Might as well update my roleplay search~.

So I'm looking for 1x1 rps over discord as well! NSFW, SFW, but mainly some good story and good characters. 
Genres I'm interested in:

Eldritch horror- 'unspeakable' and science fictiony extreme dark fantasy. It's fun. Think of FranBo, Sally Face, Danny Darko

Occult an Dark Fantasy- Think of Constantine (bad but its my kind of bad, okay?), Darkworld
Post Apocolyptic Dystopias
High Fantasy and Folklore
Science Fiction and [X]Punk-

Historical Fiction combined with any of the items above!

So some rules:

I don't roleplay my sona. Self inserts actually make me a little uncomfortable as I like to focus on the story. If you rp your sona, thats fine- just there is a difference between roleplay and admin interactions.

In the same vein:* I only roleplay in 3rd person.*
I *only *do paragraph rp.

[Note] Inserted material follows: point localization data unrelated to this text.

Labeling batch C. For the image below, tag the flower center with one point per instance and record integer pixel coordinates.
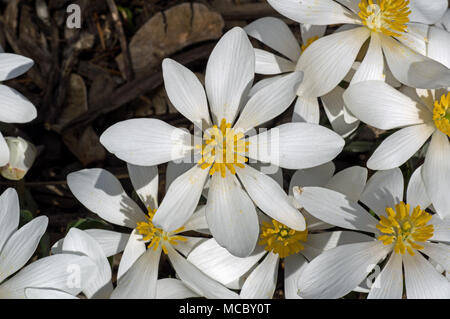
(281, 239)
(441, 114)
(308, 43)
(386, 16)
(405, 230)
(223, 149)
(156, 236)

A paragraph is at least 3 sentences. I just find that when people give me a lot of one lines frequently, the story usually dies. Roleplay is a two person effort!
No godmoding. Don't roleplay my character. You have free reign over the setting they are in, however. Keep it interesting.
I do NSFW, but I'm particular. All rules above apply as well, but there are some topics I don't roleplay. Ask me for my f-list-

Once you read this, and if you're interested, you can message me for my discord. c:


----------



## PercyD (Dec 3, 2019)

This is an old thread, buuuut, I'm looking again. c:
The rules, genres and such are the same.


----------



## Battle Foxxo (Dec 4, 2019)

I'm interested! I never did Eldritch horror but I think I can fit in my horror character in it


----------



## PercyD (Dec 4, 2019)

Battle Foxxo said:


> I'm interested! I never did Eldritch horror but I think I can fit in my horror character in it


Ooo, neato. Send me a PM then. c:


----------



## Azrion/Zhalo (Dec 5, 2019)

A question: How thicc does the plot have to be?


----------



## PercyD (Dec 5, 2019)

Azrion/Zhalo said:


> A question: How thicc does the plot have to be?


Meaty, preferably--
Though I don't do indepth plot things. I just start out with a barebones structure  (genre>setting>scenario>characters) and work around that.


----------



## Limedragon27 (Dec 8, 2019)

I don't use my female characters often, in fact not at all, I think it could be fun to do something fxf if you'd like.


----------



## Azrion/Zhalo (Dec 8, 2019)

Hmmmm, I might be interested in the thingy if I had more details (characters and whatnot)


----------



## PercyD (Dec 8, 2019)

Limedragon27 said:


> I don't use my female characters often, in fact not at all, I think it could be fun to do something fxf if you'd like.


Hit me with a DM then!


----------



## PercyD (Dec 8, 2019)

Azrion/Zhalo said:


> Hmmmm, I might be interested in the thingy if I had more details (characters and whatnot)


We can hash out the details in DMs if you like.


----------



## PercyD (Jan 30, 2020)

Dusting this off again~. P much everything is the same though.


----------



## Coltshan000 (Feb 2, 2020)

I'd love to rp with you.


----------



## PercyD (Feb 2, 2020)

Coltshan000 said:


> I'd love to rp with you.


Sure, DM me =u=/


----------